A good scientist needs to define the observations that he would need to make in order to abandon his hypothesis. This is, of course, something that Hansen will never do. He will continue to move the goal posts or redefine the rules of the game by playing semantic games.
Whether it’s about assessing probability or making decisions or being judgmental, of course, everything, including love (since today is Mother’s Day), is conditional on a set of evidence or knowledge.
It depends on what x and y are! Just being picky.
Basic truths written in our hearts? I have thought having kindness in our hearts is one of those basic truths. But after reading previous post and comments, my doubts have grown heavier.
^_^
E.G. …
If we don’t throw away all the forks and spoons in the world and learn to eat with chopsticks, all the obese people in North America and Europe will keep eating and getting fatter until their collective girth shifts the Earth’s orbital axis. Then the atmosphere will collapse and the really cold space will leak in at night and freeze everything, and the solar winds will blow in the day and incinerate what was frozen during the night!
Is that about right?
I have been asked many times “What proof do you need to make you believe that AGW is true”. My answer is simple and never answered. “Show me what has to happen to make the AGW hypothesis false”.
As is my custom, I will wander off tangentially and point out that food prices are already at “unprecedented” levels (in nominal dollars, for some undefined basket of goods) simply because of accumulated inflation over the past decades when “the Fed” has had as its purpose the “stabilization of prices”. This is especially true in the U.S. where family income has fallen by an “average” $4,300 (or so — my recall of detail is declining with age) in real terms since our historic election.

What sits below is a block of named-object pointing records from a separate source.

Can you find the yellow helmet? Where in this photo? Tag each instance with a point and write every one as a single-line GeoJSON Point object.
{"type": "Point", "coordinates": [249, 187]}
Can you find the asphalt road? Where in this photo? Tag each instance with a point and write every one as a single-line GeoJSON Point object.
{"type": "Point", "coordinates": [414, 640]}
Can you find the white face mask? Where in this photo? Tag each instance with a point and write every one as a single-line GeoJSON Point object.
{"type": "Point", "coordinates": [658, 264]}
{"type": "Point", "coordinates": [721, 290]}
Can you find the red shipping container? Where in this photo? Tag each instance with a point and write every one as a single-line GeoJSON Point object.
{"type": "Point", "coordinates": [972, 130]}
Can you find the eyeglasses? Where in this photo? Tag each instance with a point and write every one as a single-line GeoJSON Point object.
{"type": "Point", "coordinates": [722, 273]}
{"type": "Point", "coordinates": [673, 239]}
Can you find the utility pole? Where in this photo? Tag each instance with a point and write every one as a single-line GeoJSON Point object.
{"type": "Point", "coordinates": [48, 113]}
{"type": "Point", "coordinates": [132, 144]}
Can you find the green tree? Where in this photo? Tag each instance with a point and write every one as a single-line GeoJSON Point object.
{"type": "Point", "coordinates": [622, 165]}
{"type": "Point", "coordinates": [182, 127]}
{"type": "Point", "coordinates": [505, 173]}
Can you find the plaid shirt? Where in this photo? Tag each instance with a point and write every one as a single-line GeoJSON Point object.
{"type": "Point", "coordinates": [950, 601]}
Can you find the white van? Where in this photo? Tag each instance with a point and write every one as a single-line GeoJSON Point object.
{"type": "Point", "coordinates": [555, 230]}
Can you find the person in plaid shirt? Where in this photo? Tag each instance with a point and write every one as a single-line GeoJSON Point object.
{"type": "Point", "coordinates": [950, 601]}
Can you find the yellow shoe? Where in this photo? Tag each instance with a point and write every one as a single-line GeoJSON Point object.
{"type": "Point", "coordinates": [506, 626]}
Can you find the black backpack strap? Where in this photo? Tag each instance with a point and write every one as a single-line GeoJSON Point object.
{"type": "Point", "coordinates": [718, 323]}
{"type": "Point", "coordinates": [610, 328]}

By way of anecdote: not long ago, on a day when I was pressed for time and in need of lunch, I went into a large, well-known national grocery store that sells sandwiches in its deli section. Wanting also to take a vague stab at eating something healthy in addition to my roast beef sandwich, I grabbed a nice looking apple from the produce department. A little taken aback at the number that appeared on the register when I checked out, I looked at the price of that single, admittedly beautiful apple: $3.69. For one apple.
“all men have these basic truths written in their hearts” – or maybe hardwired into their neurons and synapses.
Alex,
Could be. But then we have to ask how so written. It can’t be that, say, evolution placed these truths there. Evolution can certainly write some contingent facts, such as “Fire is hot.” But, for example, there is no way to learn via experience the truth of the Socrates example (nor of any other like it: “All men…”). And the same goes with many judgments of falsity. Something more is needed.